Ethics in Valuations

Valuations are performed for a number of reasons:

  • Sales of businesses
  • Share swops
  • Mergers
  • Acquisitions
  • Deceased estates
  • Divorce matters
  • Buy and sell agreements
  • Etc.

Some of these are rather simple. You are engaged by the shareholders of a business and asked to value the business, as the shareholders wish to take out buy-and-sell cover. It appears straightforward. However, at times there is an acrimonious split or a sale situation where the buyer and seller have very different values in mind. Emotions of the parties are running high and you are under pressure by one party to achieve a certain result.
 
Where is the boundary? How much are you willing to do to please your client? What if you are the Receiver in a divorce matter and one of the parties has behaved appallingly? Is bias ever justifiable?
 
Quite simply, no!  Those of us who are Registered Auditors, Chartered Accountants or Professional Accountants are all governed by the International Ethics Standards Board for Accountants’ Code of Ethics for Professional Accountants, as amended in 2016. IRBA, SAICA and SAIPA have amended the Code slightly for their professionals (removing nothing, simply making it relevant for the local environment and adding a few “extras”). This code sets out five fundamental principles:

  • Integrity
  • Objectivity
  • Professional Competence and Due Care
  • Confidentiality
  • Professional Behaviour

These principles apply to ALL Registered Auditors, Chartered Accountants and Professional Accountants. But what do they mean in the context of valuations?
 
Integrity
 
To have integrity is to be honest and straightforward in all professional and business relationships. We can never manipulate our discount rates or P/E ratios etc. in order to achieve a specific valuation. This would be dishonest. The question I ask myself is, “Would I be comfortable defending this valuation in court?”
 
Objectivity
 
To be objective means never to allow bias, conflict of interest or undue influence of others to override professional and business judgements. Valuations are all about the valuer’s professional judgement. It would be easy to be swayed in one direction or another by the parties and the emotions that they have towards the business/marriage etc. However, the code is clear: bias, conflict of interest or undue influence cannot override our professional judgement. It is best to stay clear of valuations that are for family members, close friends or colleagues.

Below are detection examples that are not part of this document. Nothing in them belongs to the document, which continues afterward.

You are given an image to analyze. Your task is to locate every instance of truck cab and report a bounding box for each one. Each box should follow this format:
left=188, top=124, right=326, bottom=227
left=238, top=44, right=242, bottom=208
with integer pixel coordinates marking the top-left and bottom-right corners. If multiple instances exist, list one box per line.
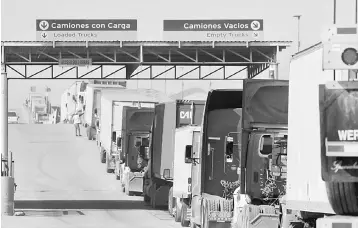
left=190, top=89, right=242, bottom=228
left=115, top=106, right=154, bottom=195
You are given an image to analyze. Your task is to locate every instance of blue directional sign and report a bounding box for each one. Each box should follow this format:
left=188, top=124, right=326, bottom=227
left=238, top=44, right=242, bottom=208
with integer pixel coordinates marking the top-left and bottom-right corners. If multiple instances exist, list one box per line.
left=163, top=19, right=264, bottom=41
left=36, top=19, right=137, bottom=41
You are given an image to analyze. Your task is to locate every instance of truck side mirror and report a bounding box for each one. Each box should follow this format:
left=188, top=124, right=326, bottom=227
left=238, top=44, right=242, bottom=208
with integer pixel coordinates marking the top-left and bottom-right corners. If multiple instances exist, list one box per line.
left=185, top=145, right=193, bottom=163
left=260, top=135, right=273, bottom=156
left=112, top=131, right=117, bottom=142
left=224, top=136, right=234, bottom=162
left=116, top=137, right=122, bottom=147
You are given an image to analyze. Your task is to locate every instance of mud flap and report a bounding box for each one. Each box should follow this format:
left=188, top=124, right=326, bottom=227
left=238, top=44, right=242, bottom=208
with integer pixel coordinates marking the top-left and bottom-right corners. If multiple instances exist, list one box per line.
left=233, top=205, right=280, bottom=228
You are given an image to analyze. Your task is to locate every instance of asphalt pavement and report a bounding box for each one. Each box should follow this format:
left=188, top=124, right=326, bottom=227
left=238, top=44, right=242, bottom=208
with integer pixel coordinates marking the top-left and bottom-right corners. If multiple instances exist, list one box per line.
left=2, top=117, right=181, bottom=228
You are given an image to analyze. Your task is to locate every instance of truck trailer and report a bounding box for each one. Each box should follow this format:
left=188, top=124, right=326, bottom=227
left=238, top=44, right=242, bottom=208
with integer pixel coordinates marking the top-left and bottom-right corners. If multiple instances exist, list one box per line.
left=143, top=100, right=204, bottom=211
left=187, top=89, right=242, bottom=228
left=84, top=84, right=125, bottom=142
left=100, top=89, right=170, bottom=173
left=284, top=33, right=358, bottom=227
left=229, top=28, right=358, bottom=228
left=115, top=105, right=154, bottom=195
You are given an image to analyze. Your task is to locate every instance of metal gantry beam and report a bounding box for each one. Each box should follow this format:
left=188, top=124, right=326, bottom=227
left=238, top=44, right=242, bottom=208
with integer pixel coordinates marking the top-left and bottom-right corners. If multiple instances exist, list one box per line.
left=2, top=41, right=291, bottom=80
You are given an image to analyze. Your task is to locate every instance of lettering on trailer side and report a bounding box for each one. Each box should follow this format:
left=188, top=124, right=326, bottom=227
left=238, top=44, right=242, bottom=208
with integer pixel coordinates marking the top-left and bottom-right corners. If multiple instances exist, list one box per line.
left=338, top=129, right=358, bottom=141
left=179, top=111, right=192, bottom=119
left=331, top=161, right=358, bottom=173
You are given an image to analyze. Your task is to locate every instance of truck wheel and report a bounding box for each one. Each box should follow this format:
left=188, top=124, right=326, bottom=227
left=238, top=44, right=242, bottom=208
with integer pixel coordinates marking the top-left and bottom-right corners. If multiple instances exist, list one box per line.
left=143, top=195, right=150, bottom=203
left=180, top=203, right=190, bottom=227
left=174, top=204, right=184, bottom=222
left=168, top=187, right=174, bottom=215
left=326, top=182, right=358, bottom=215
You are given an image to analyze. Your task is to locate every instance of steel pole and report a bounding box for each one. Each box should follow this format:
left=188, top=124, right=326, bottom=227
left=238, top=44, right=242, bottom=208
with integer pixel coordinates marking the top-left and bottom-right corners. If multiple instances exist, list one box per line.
left=293, top=15, right=301, bottom=52
left=0, top=45, right=8, bottom=160
left=0, top=43, right=15, bottom=216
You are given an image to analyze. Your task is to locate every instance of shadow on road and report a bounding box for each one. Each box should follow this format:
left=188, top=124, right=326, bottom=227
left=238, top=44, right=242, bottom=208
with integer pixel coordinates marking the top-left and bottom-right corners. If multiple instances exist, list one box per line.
left=15, top=200, right=164, bottom=210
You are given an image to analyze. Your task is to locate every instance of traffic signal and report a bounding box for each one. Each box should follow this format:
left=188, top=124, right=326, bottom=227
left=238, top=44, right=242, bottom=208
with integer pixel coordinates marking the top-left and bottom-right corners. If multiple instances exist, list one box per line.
left=323, top=27, right=358, bottom=70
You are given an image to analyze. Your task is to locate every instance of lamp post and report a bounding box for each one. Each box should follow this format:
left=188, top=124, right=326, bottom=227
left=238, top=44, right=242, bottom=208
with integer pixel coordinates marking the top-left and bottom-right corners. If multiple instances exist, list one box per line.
left=293, top=15, right=302, bottom=52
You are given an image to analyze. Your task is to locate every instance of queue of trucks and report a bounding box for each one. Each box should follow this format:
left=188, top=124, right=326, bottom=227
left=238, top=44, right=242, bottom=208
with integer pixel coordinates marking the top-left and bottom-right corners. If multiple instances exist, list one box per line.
left=63, top=25, right=358, bottom=228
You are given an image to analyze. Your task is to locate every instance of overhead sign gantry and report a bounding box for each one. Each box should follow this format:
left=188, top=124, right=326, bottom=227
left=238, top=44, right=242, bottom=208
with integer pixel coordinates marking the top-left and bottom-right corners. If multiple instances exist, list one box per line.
left=2, top=19, right=291, bottom=80
left=2, top=41, right=291, bottom=80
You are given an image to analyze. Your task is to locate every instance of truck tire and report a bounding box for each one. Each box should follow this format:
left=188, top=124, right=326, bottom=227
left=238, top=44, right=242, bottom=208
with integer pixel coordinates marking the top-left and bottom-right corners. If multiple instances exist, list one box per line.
left=180, top=203, right=190, bottom=227
left=168, top=187, right=174, bottom=215
left=174, top=204, right=183, bottom=222
left=326, top=182, right=358, bottom=216
left=107, top=168, right=114, bottom=173
left=143, top=194, right=150, bottom=204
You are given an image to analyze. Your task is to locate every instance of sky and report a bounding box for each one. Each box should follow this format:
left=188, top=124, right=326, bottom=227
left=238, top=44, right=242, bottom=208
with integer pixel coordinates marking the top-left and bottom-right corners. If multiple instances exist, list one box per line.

Professional competence and due care
 
This means that professional knowledge and skill are to be maintained at the level required, to ensure that the client receives competent professional services based on current developments in practice, legislation and techniques. The valuer also has to act diligently and in accordance with applicable technical and professional standards.
 
The way we perform valuations has modernised from simple Price Earnings ratio valuations to discounted cash flows, and we need to move with the times. Valuers who insist on only performing Price Earnings ratio type valuations and stick to a set ratio (which harks from the late 1990s and early 2000s), are not displaying the due care required by the Code. Times change, and so should our methods and research.
 
Confidentiality

Needless to say, confidentiality is a cornerstone of the profession. However, it goes beyond keeping our client’s information private and includes the requirement that we do not use the information obtained for our own personal advantage.
 
In the instances where the valuation is being prepared for a court case, confidentiality will not fall away entirely, as the information disclosed will be limited to the court room.
 
Professional behaviour
 
This means we have to comply with relevant laws and regulations and avoid actions that discredit the profession. Bias in a valuation would most certainly discredit the profession.
 
A recent judgement confirms that IRBA has the right to discipline a member for work that is beyond assurance, such as valuations, matrimonial work etc. if that person is a Registered Auditor.
 
There are, however, valuers that are not auditors or accountants and are not bound by the same Code as we are. How can we be sure that they follow the same ethics that we would? The first step would be to ensure that they belong to the South African or International Institute for Professional Valuers. If they are, there is a Code of Ethical Principles for Professional Valuers. The five fundamental principles set out in this code are virtually identical to those set out in the IESBA Code. These valuers, in theory, should be trustworthy.
 
Valuations are dependent, to a large degree, on the professional judgement of the valuer. You need to ensure that the valuer is somebody that you trust to make the ethical call, even if it means they may not agree with you.